If you feel that you didn’t do the greatest job in articulating what you wanted to say, acknowledge it, and ask them if you can try again to get closer to your point.

2. Inquire about the response you received

Sometimes, when we’re met whether a less than ideal response, we are so taken aback we get stuck on the broad response and emotion that was thrown our way. Ask the other person to get more specific by exploring the response, emotion or criticism that came your way. ‘I can see I have just upset you, can you tell me why so we can work through this together?’ Or, ‘Can you explain that statement a bit further so I can understand?’ Getting the other person to become more clear on their criticism or explaining their reaction helps you find ways to continue to move forward with the conversation. Greater insight increases appreciation of another’s viewpoint. When you can understand it, you can more effectively address it. If you don’t, it can be like playing lucky dip, hoping you pick up the right problem or reason for the reaction to address.

3. Acknowledge the response and address your standpoint again

If you feel you have articulated your point clearly, you can acknowledge or agree with the criticism that has come your way without letting up your demand. ‘I’m sorry you disagree with the way this has to be done, if I could make it easier for you I would.
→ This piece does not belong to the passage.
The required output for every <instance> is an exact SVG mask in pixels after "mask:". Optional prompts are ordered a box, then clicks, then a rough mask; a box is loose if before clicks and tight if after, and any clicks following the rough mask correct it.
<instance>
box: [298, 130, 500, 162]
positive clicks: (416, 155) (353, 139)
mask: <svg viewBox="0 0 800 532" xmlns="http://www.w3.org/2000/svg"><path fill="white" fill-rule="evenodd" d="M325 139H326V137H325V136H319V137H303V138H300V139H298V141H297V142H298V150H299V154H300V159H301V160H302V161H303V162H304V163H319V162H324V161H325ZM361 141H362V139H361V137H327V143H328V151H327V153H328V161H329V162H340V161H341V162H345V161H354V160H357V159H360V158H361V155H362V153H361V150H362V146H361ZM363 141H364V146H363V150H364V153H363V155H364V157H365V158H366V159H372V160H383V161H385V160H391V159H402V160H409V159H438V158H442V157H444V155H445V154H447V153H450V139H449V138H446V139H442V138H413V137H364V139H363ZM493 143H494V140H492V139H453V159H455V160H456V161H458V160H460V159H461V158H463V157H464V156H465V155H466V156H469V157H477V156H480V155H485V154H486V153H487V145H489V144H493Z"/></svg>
Unfortunately, I cannot because…’

4. Use an I-Statement

Finally, if despite your best efforts you continue to feel misrepresented, unheard, you’re frustrated or angry and need to let them know, or, you simply need a shift in the conversation or the situation, you can use an ‘I-Statement’. The formula is as follows:

  • When you (describe their reaction)
  • I feel (describe your emotion)
  • because (describe the effect of their behaviour on you)
  • and what I would like you to do instead is (ask for what you want).

This might sound like ‘When you continue to shut down and get short at me after I offer to try and understand your perspective better I feel frustrated because you leave me with no options to help you, or move towards a solution. What I would like you to do instead is keep communicating with me so we can find possible solutions together.

Not jumping to the first reaction that leaps into your head at these pivotal moments is a crucial leadership skill. It’s self-regulation in action. It helps the most junior Pharmacists communicate with the most senior, creates space for respectful, open communication and encourages everyone who is involved in such a conversation to do better.

You may have heard the saying, ‘how do you change culture? One conversation at a time…’ It is in the heat of these moments, at these intersections, we shape the culture of our workplaces and mark how we are seen within them.